Gazze Sağlık Bakanlığından yapılan açıklamada, Gazze Şeridi'ndeki su örneklerinde yapılan incelemeler sonucu kirli su oranının yüzde 25'e çıktığı belirtildi.
Açıklamada, "Su kirliliği çok sayıda hastalığın yayılmasına neden oluyor. Gazze'deki ailelerin yüzde 90'ı su güvensizliğiyle karşı karşıya." ifadesi kullanıldı.
Yaz mevsiminin gelmesi ve sıcaklıkların artmasıyla başta içme suyu olmak üzere suya olan ihtiyacın arttığına vurgu yapıldı.
İsrail'in devam eden saldırıları nedeniyle zorla yerlerinden edilen Filistinlilerin, sığındıkları alanlarda su kaynaklarının yetersizliği sebebiyle "felaket koşullarla mücadele ettiğinin" altı çizildi.

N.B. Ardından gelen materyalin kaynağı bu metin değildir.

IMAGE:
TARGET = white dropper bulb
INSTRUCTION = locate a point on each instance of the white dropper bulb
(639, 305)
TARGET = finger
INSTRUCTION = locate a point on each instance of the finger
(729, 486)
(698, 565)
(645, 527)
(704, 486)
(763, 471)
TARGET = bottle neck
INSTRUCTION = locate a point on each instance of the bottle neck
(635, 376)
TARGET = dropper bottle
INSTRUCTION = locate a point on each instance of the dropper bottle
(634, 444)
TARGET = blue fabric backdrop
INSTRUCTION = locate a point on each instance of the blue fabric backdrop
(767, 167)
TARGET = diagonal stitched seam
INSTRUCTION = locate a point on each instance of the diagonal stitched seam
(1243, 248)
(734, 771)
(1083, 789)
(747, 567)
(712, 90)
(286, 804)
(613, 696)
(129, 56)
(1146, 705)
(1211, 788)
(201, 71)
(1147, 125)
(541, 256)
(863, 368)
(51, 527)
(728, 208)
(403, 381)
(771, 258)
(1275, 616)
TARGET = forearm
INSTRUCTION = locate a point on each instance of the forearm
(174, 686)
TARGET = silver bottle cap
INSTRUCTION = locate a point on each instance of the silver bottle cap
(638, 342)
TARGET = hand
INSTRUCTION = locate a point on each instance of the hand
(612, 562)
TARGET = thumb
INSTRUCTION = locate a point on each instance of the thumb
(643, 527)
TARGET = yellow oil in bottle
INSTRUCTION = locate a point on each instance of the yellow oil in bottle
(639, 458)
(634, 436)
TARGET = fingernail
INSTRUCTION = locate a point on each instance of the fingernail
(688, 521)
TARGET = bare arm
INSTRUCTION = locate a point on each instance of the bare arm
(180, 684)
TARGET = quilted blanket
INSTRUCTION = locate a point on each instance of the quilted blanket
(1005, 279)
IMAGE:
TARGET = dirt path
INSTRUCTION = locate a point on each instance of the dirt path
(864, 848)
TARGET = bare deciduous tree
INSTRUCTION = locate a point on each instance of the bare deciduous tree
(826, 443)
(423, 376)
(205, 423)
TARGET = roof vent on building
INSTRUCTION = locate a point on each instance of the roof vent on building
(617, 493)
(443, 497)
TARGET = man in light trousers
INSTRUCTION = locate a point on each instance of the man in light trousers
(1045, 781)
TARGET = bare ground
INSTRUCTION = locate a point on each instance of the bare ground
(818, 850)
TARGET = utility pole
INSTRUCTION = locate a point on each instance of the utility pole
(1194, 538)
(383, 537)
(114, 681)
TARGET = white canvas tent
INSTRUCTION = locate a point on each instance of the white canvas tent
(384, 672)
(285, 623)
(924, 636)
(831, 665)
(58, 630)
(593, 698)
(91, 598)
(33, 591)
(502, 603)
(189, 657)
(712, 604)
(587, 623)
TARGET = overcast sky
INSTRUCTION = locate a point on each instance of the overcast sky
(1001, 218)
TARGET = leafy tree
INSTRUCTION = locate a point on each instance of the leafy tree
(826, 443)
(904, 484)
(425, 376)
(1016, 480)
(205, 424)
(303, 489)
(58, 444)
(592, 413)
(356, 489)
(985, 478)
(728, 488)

Kanalizasyon atıklarının tutulduğu çukurların yer altı su depoları için ciddi risk oluşturduğu kaydedildi.
Gazze Şeridi'nde deniz suyu arıtma tesislerinin yüzde 90'ının tamamen hizmet dışı kaldığı vurgulandı.
Atık su arıtma tesislerinin de yüzde 80'inin faaliyet gösteremediği, dolayısıyla deniz suyundaki kirlilik oranının da arttığı ifade edildi.
Gazze'deki hükümetin Medya Ofisi verilerine göre, İsrail saldırılarında Gazze Şeridi'nin yüzde 88'i yıkıldı, 719 su kuyusu hizmet dışı kaldı ve 655 kilometre uzunluğunda kanalizasyon hattı tahrip edildi.
Gazze'de insani kriz her geçen gün derinleşiyor
İşgalci İsrail, Hamas ile sağlanan ateşkes ve esir takası anlaşmasının 42 günlük birinci aşamasının sona ermesinin ardından 2 Mart'tan itibaren Gazze Şeridi'ne insani yardımların girişini durdurdu.
İşgalci İsrail ordusunun 7 Ekim 2023'ten bu yana düzenlediği saldırılarda 2,3 milyon nüfusa sahip Gazze Şeridi'nde yaklaşık 2 milyon kişi yerinden edildi. Sivil altyapıyı ve hastaneleri de hedef alan İsrail, Gazze'de insani bir felakete neden oluyor.
Bölgeye su ve elektrik tedarikinin kesilmesi ve sınır kapılarının kapalı tutulması Gazze'deki Filistinlilerin yaşadığı zor şartları daha da derinleştiriyor.
İşgalci İsrail ordusu, Gazze Şeridi'nde 19 Ocak'ta yürürlüğe giren ateşkesin ardından 18 Mart sabahı şiddetli saldırılarına yeniden başladı.